CGT und Dividendensteuern – Auf diese könnte verzichtet werden, was ein Schlag für Geschäftsinhaber wäre, die sich selbst Dividenden statt Gehälter zahlen. Kleine Unternehmen sind das Rückgrat der britischen Wirtschaft, was weithin zu spüren war.

Einkommenssteuer – Die Regierung könnte die Höhe der Steuersätze einfrieren, was dazu führen könnte, dass viele Menschen von dem höheren Nettosteuersatz angezogen werden.

Windfall-Steuern – Die Regierung könnte die Steuern auf die Gewinne von Energieunternehmen erhöhen.
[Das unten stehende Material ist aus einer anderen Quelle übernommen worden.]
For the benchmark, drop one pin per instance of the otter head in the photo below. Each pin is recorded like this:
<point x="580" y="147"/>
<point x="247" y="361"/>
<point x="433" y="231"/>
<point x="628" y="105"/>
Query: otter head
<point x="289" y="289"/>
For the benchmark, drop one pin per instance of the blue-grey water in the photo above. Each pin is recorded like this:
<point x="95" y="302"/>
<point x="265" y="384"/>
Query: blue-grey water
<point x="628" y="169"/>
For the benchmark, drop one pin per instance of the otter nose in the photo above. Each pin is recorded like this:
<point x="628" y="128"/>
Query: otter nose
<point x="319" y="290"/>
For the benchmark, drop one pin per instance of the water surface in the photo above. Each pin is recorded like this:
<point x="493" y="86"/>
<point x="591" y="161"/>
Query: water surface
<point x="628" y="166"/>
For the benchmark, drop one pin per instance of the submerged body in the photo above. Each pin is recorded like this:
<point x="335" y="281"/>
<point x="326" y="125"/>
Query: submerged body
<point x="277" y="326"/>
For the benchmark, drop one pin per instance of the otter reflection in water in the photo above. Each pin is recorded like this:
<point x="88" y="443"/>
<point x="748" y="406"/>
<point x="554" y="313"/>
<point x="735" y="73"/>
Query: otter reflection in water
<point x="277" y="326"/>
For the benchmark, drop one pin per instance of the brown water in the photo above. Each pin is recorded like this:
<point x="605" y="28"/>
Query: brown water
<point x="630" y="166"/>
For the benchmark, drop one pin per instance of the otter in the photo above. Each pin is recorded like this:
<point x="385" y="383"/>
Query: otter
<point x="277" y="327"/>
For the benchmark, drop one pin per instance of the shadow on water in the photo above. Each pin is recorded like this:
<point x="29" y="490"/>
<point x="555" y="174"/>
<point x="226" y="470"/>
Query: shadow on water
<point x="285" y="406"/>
Sozialhilfe – Die Kostenobergrenze für die Sozialhilfe kann sich verzögern

Ausgabenkürzungen

Kein Sektor ist sicher. Es wird erwartet, dass die Kürzungen der öffentlichen Ausgaben fast alle Bereiche des öffentlichen Sektors betreffen, einschließlich Bildung und Polizei. Der NHS sollte jedoch sicher sein.

Auswirkungen auf den Markt?

GBP/USD

Das Pfund wird am Haushaltstag oft genau beobachtet, da seine Bewegungen die Aussichten für die britische Wirtschaft widerspiegeln. Während das Pfund seit den Rekordtiefs von Liz Truss fest gestiegen ist, könnte das Pfund Schwierigkeiten haben, weiter zu steigen.

Die Maßnahmen der Bundeskanzlerin werden den Druck, den die Haushalte bereits verspüren, noch verstärken. Mit hoher Inflation, steigenden Zinsen und einer sich verschärfenden Haushaltslage; Die Erklärung könnte durchaus ein Katalysator sein, um das Pfund nach unten zu drücken. Die jüngste Rally des GBP/USD, die in der vergangenen Woche um mehr als 3 % zulegte, war eine US-Dollar-Story. Die Aussichten für Großbritannien sind düster und könnten sich weiter verschlechtern, da die Bundeskanzlerin versucht, Maßnahmen zu ergreifen, die diskretionäre Ausgaben weiter einschränken und möglicherweise eine Rezession verlängern könnten.

Das Pfund wird wahrscheinlich auch die OBR-Prognose genau im Auge behalten, die voraussichtlich düster sein wird. Wie ähnlich werden sie den BoE-Prognosen sein? In der Novemberprognose erwartet die britische Zentralbank, dass das BIP 2023 um -1,5 % und 2024 um -1 % schrumpfen wird. Die Inflation wird voraussichtlich in diesem Quartal mit 11 % ihren Höhepunkt erreichen, bevor sie Mitte 2023 zu sinken beginnt. Die durchschnittliche Inflationsprognose für 2023 beträgt 5,5 % und 2 % im Jahr 2024.

Ein düsterer Ausblick könnte GBP/USD zurück in Richtung 1,15 und zurück in den mehrmonatigen Abwärtstrendkanal ziehen. Jeder Aufwärtsschub bei GBP/USD wird wahrscheinlich eine Dollar-Story sein.

Anteile

Es ist unwahrscheinlich, dass die Aussage für viele Marktsektoren positiv ist.

Energieaktien – Jede Erwähnung höherer Steuern auf Zufallsgewinne könnte sich auf FTSE-Energieunternehmen auswirken, die das ganze Jahr über solide Gewinne verzeichneten, aber von ihrem höchsten Stand seit Jahresbeginn abrutschten.

Einzelhändler, die dieses Jahr mit steigenden Energiepreisen, steigenden Löhnen und steigenden Kosten zu kämpfen hatten, könnten zusätzlich unter Druck geraten, da der Verbraucherdruck zunimmt.

Die jüngsten Ergebnisse der Bauunternehmen für das dritte Quartal zeigten uns, dass Risse auf dem Wohnungsmarkt entstehen. Die Stornierungen nehmen zu und die Preise werden im kommenden Jahr voraussichtlich zwischen 8 % und 20 % fallen. Die Kanzlerin sollte der Wohnungswirtschaft nicht helfen. Die düstere Prognose des OBR, insbesondere eine hohe Inflationsprognose, könnte die Immobilienbestände nach unten treiben.